8

LAS mañanas son cada vez más frías, las empiezo desprevenido. Mañanas gélidas. Las calles siguen oscuras. Las bicicletas me adelantan, sus piezas crujen, los ciclistas son míseros como mendigos.

Tomo un café en el Café St. Louis. Está tan silencioso como la consulta de un médico. Las sillas todavía están vueltas hacia arriba, sobre las mesas. Más allá de las finas cortinas, un frío cortante. Tal vez nieve. Miro al cielo. Pesado como un trapo mojado. Francia es ella misma solamente en invierno, su ser desnudo, sin modales. Con buen tiempo, todo el mundo la ama. No obstante, sigue siendo deprimente. Uno se siente fugitivo de media docena de vidas.

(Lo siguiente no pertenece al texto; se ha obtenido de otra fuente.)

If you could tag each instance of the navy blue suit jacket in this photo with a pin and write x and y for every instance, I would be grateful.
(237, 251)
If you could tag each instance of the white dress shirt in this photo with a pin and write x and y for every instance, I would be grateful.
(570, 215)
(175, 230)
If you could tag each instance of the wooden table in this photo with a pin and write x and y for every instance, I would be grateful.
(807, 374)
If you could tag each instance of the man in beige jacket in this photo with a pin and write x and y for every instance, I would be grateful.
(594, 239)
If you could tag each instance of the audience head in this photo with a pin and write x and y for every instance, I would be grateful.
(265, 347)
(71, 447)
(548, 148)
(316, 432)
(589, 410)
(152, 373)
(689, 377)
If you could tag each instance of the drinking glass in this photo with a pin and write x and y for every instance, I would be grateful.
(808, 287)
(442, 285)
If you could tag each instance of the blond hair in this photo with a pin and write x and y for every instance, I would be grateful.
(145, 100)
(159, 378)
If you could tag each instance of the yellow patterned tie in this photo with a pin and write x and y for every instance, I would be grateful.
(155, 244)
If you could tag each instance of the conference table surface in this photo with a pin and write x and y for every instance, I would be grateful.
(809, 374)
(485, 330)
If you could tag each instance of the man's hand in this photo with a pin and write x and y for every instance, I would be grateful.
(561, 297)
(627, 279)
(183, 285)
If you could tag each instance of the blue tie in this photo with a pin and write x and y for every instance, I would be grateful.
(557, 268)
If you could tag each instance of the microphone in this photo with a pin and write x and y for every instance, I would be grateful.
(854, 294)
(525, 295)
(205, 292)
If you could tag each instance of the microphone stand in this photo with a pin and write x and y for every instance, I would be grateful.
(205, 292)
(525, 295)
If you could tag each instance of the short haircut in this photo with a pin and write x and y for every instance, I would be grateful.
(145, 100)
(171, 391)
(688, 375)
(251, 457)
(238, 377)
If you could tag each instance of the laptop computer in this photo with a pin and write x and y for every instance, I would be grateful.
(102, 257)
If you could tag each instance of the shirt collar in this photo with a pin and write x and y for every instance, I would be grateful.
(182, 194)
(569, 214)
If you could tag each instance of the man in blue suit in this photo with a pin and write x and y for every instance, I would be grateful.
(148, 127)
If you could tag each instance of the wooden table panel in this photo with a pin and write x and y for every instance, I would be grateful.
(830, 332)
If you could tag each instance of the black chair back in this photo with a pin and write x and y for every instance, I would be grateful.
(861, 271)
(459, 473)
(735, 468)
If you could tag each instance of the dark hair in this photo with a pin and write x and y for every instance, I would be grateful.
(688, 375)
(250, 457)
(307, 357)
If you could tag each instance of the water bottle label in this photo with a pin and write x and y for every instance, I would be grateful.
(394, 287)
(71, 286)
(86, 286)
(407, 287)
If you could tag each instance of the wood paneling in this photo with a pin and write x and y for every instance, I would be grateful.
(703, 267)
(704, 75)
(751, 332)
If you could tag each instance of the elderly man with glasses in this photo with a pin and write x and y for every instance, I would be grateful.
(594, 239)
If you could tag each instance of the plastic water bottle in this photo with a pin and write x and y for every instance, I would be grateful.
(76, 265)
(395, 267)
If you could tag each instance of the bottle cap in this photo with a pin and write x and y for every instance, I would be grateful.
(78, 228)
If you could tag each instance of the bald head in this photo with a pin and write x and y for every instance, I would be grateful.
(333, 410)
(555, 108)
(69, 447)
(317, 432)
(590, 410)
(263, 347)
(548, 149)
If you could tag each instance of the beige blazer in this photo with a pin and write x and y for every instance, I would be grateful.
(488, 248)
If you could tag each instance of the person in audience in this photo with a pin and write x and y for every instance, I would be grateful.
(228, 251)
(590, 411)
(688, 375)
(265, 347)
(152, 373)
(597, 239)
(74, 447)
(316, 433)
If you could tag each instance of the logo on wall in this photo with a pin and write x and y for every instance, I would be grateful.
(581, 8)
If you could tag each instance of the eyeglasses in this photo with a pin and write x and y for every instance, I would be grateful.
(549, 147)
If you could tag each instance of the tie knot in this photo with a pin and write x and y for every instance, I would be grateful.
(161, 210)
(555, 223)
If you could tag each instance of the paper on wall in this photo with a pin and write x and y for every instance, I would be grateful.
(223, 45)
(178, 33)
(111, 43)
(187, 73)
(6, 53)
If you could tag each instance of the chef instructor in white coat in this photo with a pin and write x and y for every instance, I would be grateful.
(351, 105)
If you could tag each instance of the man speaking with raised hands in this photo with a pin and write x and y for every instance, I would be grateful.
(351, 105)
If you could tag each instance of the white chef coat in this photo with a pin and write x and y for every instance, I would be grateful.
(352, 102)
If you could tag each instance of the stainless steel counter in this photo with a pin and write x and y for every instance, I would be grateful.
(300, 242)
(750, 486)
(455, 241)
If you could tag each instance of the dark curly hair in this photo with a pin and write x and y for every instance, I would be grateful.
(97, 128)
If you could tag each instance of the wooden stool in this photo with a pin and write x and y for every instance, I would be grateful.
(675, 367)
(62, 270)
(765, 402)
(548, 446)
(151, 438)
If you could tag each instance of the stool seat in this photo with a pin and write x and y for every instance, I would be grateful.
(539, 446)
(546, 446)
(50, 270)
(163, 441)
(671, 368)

Estas mañanas tristes. Estoy cerca del radiador, tratando de calentarme las manos sobre un hierro frío como cristal. Los franceses tienen un gusto agradable por la simplicidad. Se limitan a ponerse suéteres cuando están bajo techo y a veces también sombreros. Creen en la luz, sí, pero sólo si la ofrecen los cielos. La mayoría de sus habitaciones son oscuras como la casa de un pobre. Reina un olor a tabaco, sudor y perfume, todo mezclado. Una atmósfera abatida en la que cada sonido parece cruel y aislado: una puerta que se cierra, pasos bajo los cuales se detecta la débil queja de la arenilla, roncos bonjour. Uno se siente parte de una vasta servidumbre, anónima e inacabable, hasta que todo se desvanece inesperadamente cuando pasa la imagen de madame Picquet detrás del cristal de su despacho, ese perfil ligeramente vulgar y emocionante. Al pensar en ello, siento un dolor en el pecho. No controlo estos sueños en los que ella parece habitar mi futuro como una estación entera de comidas copiosas, ojalá supiera cómo arreglar esto. La veo casi todos los días. Puedo ir a verla con algún pretexto, pero es difícil hablar mientras está trabajando. Oh, Claude, Claude, me hormiguean las manos. Quieren tocarte. En su peinado meticuloso hay una cinta que ella se toca una y otra vez, nerviosamente. Luego se toca el botón superior de su suéter como si fuese una joya. Ciñen su cuello guirnaldas de cuentas de cristal, del color de los besos de un night club. Una piedra verde en su dedo índice. Y luce varias alianzas de casada, tres, al parecer. Estoy demasiado nervioso para contarlas.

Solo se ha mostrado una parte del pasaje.